Deux ans après avoir obtenu le Prix de Rome, Guérin présente au Salon de 1799 un tableau qui lui vaut un triomphe. Le peintre débutant, élève de Jean-Baptiste Regnault, le grand rival de David, est plébiscité par le public mais aussi par ses pairs qui couronnent l’œuvre de lauriers et célèbrent le talent de l’auteur lors d’un banquet solennel. Le livret présente le sujet en ces termes : « Marcus Sextus, échappé aux proscriptions de Sylla, trouve à son retour sa fille en pleurs auprès de sa femme expirée ». L’épisode est imaginaire. La référence à l’histoire antique n’est qu’un prétexte pour évoquer l’histoire contemporaine. Pour le public qui se presse devant l’œuvre, le message est clair : Marcus Sextus, aristocrate romain victime des proscriptions de Sylla, devient le symbole des émigrés français qui, à leur retour, trouvent leurs propriétés pillées et leurs familles décimées. L’interprétation de la scène est d’ailleurs largement et très explicitement commentée par les critiques ainsi qu’en témoigne cet article paru dans Le Bulletin de l’Europe : « Il n’est pas un coin de la France où le tableau de Guérin ne réveillât des souvenirs, ne rouvrit des cicatrices, ne ranimât des cendres au fond des tombeaux. C’est un feuillet du livre de nos destinées et il condamne également Sylla et Robespierre ! ». Le retour de Marcus Sextus connaît un tel succès que Guérin présentera la toile au Concours décennal de 1812.

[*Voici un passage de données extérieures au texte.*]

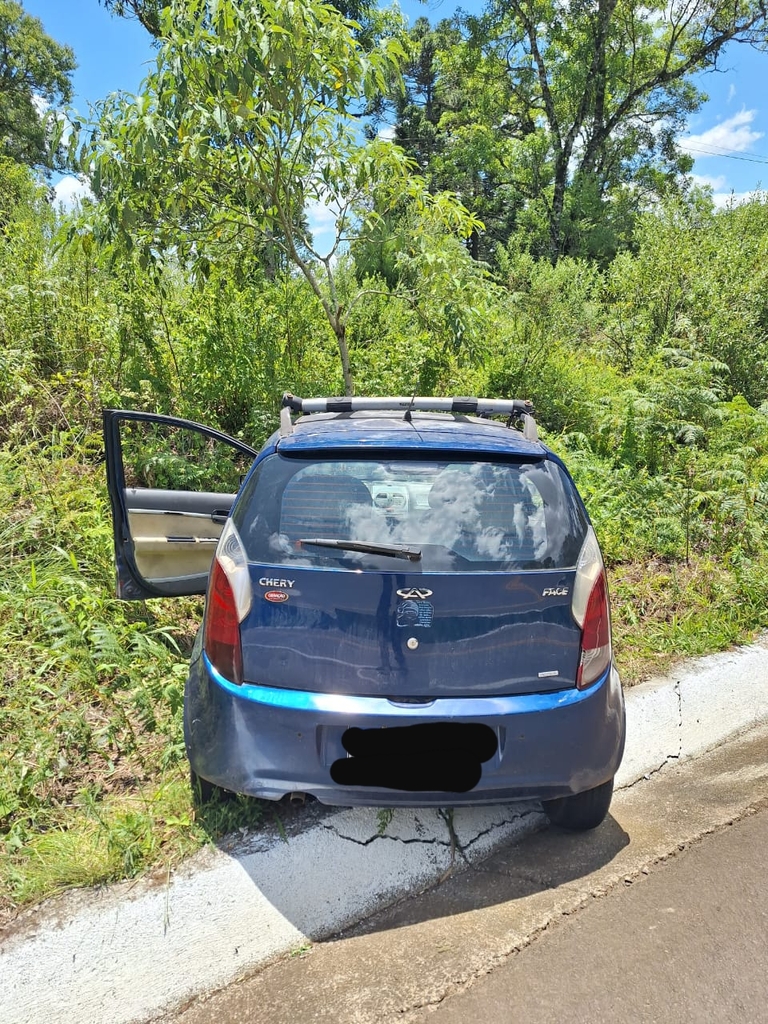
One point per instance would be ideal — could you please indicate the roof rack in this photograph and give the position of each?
(516, 408)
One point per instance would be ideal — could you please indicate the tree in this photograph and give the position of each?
(150, 12)
(35, 75)
(248, 118)
(557, 122)
(607, 87)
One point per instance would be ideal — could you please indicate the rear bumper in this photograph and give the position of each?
(268, 742)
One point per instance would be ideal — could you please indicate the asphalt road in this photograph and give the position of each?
(689, 943)
(659, 914)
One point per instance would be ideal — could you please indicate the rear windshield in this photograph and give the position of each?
(462, 516)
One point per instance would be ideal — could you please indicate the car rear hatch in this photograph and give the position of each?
(478, 602)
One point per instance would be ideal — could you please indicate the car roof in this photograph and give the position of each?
(424, 431)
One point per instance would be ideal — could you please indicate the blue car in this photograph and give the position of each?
(406, 603)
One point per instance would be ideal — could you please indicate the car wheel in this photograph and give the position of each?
(582, 811)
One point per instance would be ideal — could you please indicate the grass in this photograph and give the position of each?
(93, 780)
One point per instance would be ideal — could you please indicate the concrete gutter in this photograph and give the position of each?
(128, 952)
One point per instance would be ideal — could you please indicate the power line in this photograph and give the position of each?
(723, 156)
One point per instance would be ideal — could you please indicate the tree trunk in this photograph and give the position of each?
(340, 330)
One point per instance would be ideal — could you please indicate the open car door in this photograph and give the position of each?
(171, 485)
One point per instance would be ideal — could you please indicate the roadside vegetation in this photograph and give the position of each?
(641, 338)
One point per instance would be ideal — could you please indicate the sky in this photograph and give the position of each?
(728, 137)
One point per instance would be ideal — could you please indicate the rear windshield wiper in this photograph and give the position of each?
(392, 550)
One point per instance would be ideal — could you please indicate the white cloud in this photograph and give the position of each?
(733, 135)
(70, 189)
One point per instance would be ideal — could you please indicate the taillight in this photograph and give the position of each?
(590, 608)
(228, 602)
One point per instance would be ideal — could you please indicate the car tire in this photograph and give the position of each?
(582, 811)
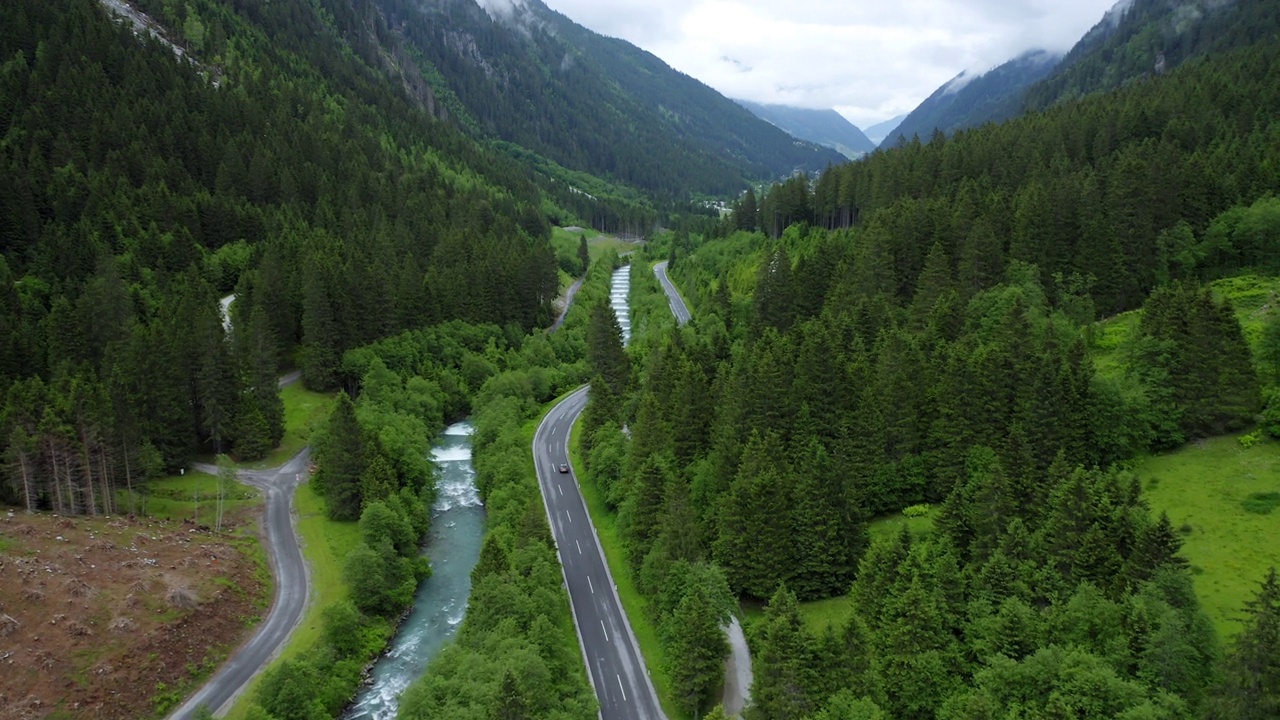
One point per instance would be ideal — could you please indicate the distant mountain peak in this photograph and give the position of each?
(504, 10)
(956, 83)
(824, 127)
(1115, 14)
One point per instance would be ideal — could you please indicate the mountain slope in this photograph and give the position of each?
(589, 103)
(969, 100)
(880, 131)
(1142, 37)
(1133, 40)
(824, 127)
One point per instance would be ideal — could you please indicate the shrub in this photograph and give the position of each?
(1262, 502)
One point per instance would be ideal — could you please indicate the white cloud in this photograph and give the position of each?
(868, 59)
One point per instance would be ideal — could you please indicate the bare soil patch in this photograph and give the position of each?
(118, 618)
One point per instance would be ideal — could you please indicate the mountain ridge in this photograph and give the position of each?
(824, 127)
(531, 76)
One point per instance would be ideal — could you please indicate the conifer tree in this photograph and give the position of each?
(781, 670)
(755, 546)
(698, 648)
(342, 460)
(604, 354)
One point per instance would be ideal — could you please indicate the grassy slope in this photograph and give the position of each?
(632, 602)
(324, 542)
(1203, 483)
(304, 413)
(1230, 550)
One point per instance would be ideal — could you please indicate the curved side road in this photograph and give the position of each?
(677, 304)
(737, 665)
(609, 648)
(291, 587)
(568, 302)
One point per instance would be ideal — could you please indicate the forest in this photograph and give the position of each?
(910, 333)
(136, 192)
(914, 333)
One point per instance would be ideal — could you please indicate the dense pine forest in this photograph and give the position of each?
(914, 332)
(910, 333)
(137, 190)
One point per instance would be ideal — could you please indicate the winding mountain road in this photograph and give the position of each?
(677, 304)
(609, 648)
(288, 568)
(291, 587)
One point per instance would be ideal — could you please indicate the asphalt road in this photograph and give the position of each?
(568, 302)
(291, 587)
(609, 648)
(677, 304)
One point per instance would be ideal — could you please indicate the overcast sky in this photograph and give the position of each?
(869, 59)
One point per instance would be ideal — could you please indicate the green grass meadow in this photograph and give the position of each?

L’œuvre appartient au plus pur néoclassicisme. La composition géométrique dessine une croix, formée par la verticale de Marcus Sextus et l’horizontale de son épouse défunte. La frontalité et l’immobilité du proscrit donnent une force dramatique particulière à la scène, dramaturgie renforcée par la vive lumière baignant le corps de la morte et le contre-jour dans lequel se trouve Sextus. Le mélodrame en se faisant l’écho d’une actualité douloureuse se teinte ici d’une portée idéologique. Le tableau de Guérin est une œuvre politique qui répond au sentiment populaire post-révolutionnaire. En dénonçant la Révolution sanguinaire, il confirme que celle-ci est bien terminée et que l’heure est désormais à la réconciliation nationale.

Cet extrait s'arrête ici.